Wenn Sie die Schatten der Wolken traurig stimmen, können Sie sich jederzeit dafür entscheiden, auf der Sonnenseite der Straße zu gehen. Die Pflanzen in Ihrem Garten haben diese Möglichkeit nicht. Während Sie vielleicht Sonne brauchen, um Ihre Stimmung zu heben, brauchen Pflanzen sie, um zu wachsen und zu gedeihen, da ihr Prozess der Photosynthese davon abhängt. Das ist der Prozess, durch den Pflanzen die Energie erzeugen, die sie zum Wachsen benötigen.
Beeinflussen Wolken jedoch die Photosynthese? Wachsen Pflanzen an bewölkten Tagen genauso gut wie an sonnigen? Lesen Sie weiter, um mehr über bewölkte Tage und Pflanzen zu erfahren, einschließlich der Auswirkungen bewölkter Tage auf Pflanzen.
Wolken und Photosynthese
Pflanzen ernähren sich durch einen chemischen Prozess, der Photosynthese genannt wird. Sie vermischen Kohlendioxid, Wasser und Sonnenlicht und bilden aus dieser Mischung die Nahrung, die sie zum Gedeihen benötigen. Das Nebenprodukt der Photosynthese ist der Sauerstoff, den Pflanzen abgeben und den Menschen und Tiere zum Atmen benötigen.
Da Sonnenlicht eines der drei Elemente ist, die für die Photosynthese notwendig sind, fragen Sie sich vielleicht, wie sich Wolken auf die Photosynthese auswirken. Beeinflussen Wolken die Photosynthese? Die einfache Antwort lautet: Ja.

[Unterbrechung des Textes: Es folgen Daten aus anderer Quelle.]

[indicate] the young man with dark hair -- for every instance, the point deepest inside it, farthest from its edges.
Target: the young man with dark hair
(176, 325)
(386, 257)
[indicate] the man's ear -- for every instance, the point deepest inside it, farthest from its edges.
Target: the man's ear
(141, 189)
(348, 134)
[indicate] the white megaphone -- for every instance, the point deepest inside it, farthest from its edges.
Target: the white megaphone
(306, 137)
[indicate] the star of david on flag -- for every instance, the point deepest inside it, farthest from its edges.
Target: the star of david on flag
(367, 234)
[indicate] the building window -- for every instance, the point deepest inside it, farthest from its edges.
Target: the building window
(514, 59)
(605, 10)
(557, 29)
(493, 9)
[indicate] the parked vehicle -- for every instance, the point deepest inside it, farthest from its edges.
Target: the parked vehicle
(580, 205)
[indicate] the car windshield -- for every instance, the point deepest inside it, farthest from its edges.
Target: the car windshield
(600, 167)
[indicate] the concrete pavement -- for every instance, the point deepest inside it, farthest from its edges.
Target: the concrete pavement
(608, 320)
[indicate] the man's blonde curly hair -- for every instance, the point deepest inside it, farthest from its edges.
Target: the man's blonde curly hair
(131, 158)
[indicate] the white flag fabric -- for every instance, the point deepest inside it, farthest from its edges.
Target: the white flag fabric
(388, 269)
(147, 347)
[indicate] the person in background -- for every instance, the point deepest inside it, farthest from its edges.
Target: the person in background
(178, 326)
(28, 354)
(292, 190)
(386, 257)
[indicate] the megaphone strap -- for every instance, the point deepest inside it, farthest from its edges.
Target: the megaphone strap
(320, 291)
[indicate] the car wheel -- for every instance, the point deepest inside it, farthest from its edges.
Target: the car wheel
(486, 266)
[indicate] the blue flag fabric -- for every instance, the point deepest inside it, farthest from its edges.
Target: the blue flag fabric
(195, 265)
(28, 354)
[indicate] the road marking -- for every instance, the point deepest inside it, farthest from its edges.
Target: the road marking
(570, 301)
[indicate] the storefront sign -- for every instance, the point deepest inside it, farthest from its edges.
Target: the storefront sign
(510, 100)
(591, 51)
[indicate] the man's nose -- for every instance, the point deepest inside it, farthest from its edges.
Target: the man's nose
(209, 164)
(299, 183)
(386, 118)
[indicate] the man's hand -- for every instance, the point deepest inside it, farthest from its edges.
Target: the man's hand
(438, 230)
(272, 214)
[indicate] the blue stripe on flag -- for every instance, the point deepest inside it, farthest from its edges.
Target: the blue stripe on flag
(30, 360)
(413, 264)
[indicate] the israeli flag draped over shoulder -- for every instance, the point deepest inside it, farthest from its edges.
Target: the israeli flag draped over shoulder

Wachsen Pflanzen an bewölkten Tagen?
Es ist interessant zu überlegen, wie sich bewölkte Tage auf Pflanzen auswirken. Um die Photosynthese durchzuführen, die es der Pflanze ermöglicht, Wasser und Kohlendioxid in Zucker umzuwandeln, benötigt eine Pflanze eine bestimmte Intensität an Sonnenlicht. Wie beeinflussen Wolken also die Photosynthese?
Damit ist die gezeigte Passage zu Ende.